The cries of "coup" fall on deaf ears when your government is full of ex-military.  

Maduro interview with the Guardian.  Hey, he is a Led Zeppelin loving dude that says his philosophy for peace and tolerance came from the '60s and '70s (sarcasm).  

Opposition/Chavista talks could resume if...

Maduro's op-ed with the New York Times.  My colleagues and I are looking for the reports behind the data... and his speech writer. 

We all know that college athletics are a money maker, but this report may surprise you. Community Colleges to D-II are starting to get on the athletics before academic spending bandwagon.  

Photo Gallery

Not much going on here, so enjoy some pictures from Caracas.  Translations done with Google Translate so specific "Venezuelan Spanish" (slang based) statements will be off. 
"Man, the world is just"

"Peace" Jon and Idaho dig it. 

"The GNB reprimand you, but your indifference is killing an entire country"
 GNB is short for Bolivarian National Guard

Jon looking for a good Cuban cigar. 

Morris keeping an eye on the streets.

Most badass photo of my VZ experience.  Jon and Morris walking through the plaza.

Two people stuck out in the plaza.
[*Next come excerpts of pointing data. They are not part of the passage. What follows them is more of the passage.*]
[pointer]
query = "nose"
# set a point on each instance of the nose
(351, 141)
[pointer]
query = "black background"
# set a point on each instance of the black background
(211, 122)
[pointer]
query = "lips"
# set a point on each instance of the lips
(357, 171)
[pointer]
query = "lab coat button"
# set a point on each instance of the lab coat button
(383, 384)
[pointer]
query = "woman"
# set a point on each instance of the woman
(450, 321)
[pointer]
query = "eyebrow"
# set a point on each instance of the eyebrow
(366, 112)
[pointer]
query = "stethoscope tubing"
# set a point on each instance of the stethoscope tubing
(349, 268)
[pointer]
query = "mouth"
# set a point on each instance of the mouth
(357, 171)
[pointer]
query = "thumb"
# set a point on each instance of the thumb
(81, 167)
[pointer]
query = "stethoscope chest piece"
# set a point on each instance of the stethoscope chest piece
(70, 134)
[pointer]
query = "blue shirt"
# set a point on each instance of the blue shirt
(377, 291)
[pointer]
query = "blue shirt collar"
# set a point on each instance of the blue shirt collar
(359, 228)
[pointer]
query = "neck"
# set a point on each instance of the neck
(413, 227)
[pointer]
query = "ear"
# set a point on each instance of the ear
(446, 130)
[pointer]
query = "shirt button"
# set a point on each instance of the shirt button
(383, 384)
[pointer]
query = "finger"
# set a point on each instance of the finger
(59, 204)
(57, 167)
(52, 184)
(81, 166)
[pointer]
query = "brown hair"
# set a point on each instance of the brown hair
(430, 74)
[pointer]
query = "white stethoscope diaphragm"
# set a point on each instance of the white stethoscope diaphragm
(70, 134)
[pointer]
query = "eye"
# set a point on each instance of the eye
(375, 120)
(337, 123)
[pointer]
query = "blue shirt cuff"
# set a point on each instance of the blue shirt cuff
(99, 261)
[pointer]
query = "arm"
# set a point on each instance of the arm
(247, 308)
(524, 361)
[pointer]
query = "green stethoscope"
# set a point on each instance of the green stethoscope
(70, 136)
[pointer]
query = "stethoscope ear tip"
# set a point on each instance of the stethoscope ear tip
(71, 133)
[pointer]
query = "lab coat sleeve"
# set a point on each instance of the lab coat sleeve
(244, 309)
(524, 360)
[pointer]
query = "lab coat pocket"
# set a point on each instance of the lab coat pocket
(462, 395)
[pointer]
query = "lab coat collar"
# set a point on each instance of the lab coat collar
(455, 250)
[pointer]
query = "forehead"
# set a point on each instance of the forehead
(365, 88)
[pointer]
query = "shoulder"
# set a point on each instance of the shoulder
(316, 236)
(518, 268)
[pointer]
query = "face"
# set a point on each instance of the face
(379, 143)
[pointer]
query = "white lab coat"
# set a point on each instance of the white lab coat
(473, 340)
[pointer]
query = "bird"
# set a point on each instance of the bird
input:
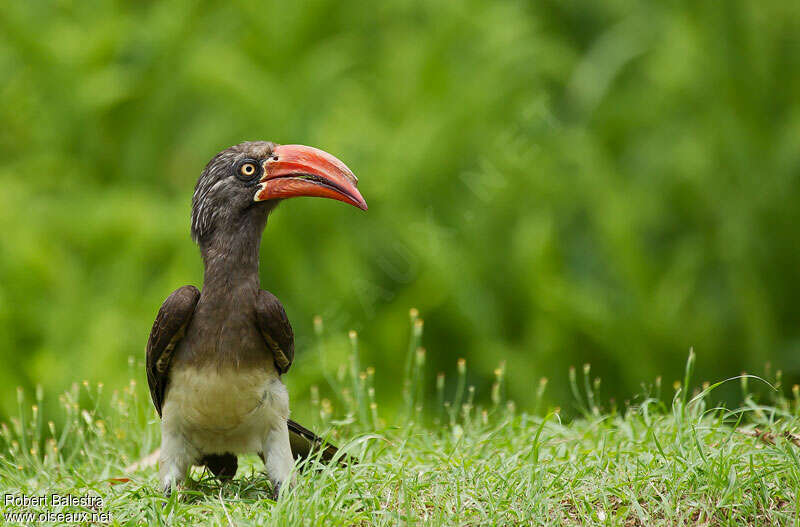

This dude above and yours truly...the only white guy around for as far as the eye could see. 

"Off Cuba" "Not the Regime"

"You are silent just like the Cubans were."

Jon, Morris and I walking to the Caracas Cultural Center.  We're not just teachers, we're cultured. 

Proof of our culture. 

Every 20 minutes someone cries.

 " No one will die, who dies just forgets"
"Here you are at risk"

"We are an oil country and we like up for food"


Well that's all I have for this week.  No column next week as I'll be in Cuba (unless I somehow stumble across wifi and want to type on my phone- no cell service otherwise).  I hope to have some cool pictures and words to share about the trip.  

Hope you're having a great April, summer is almost here.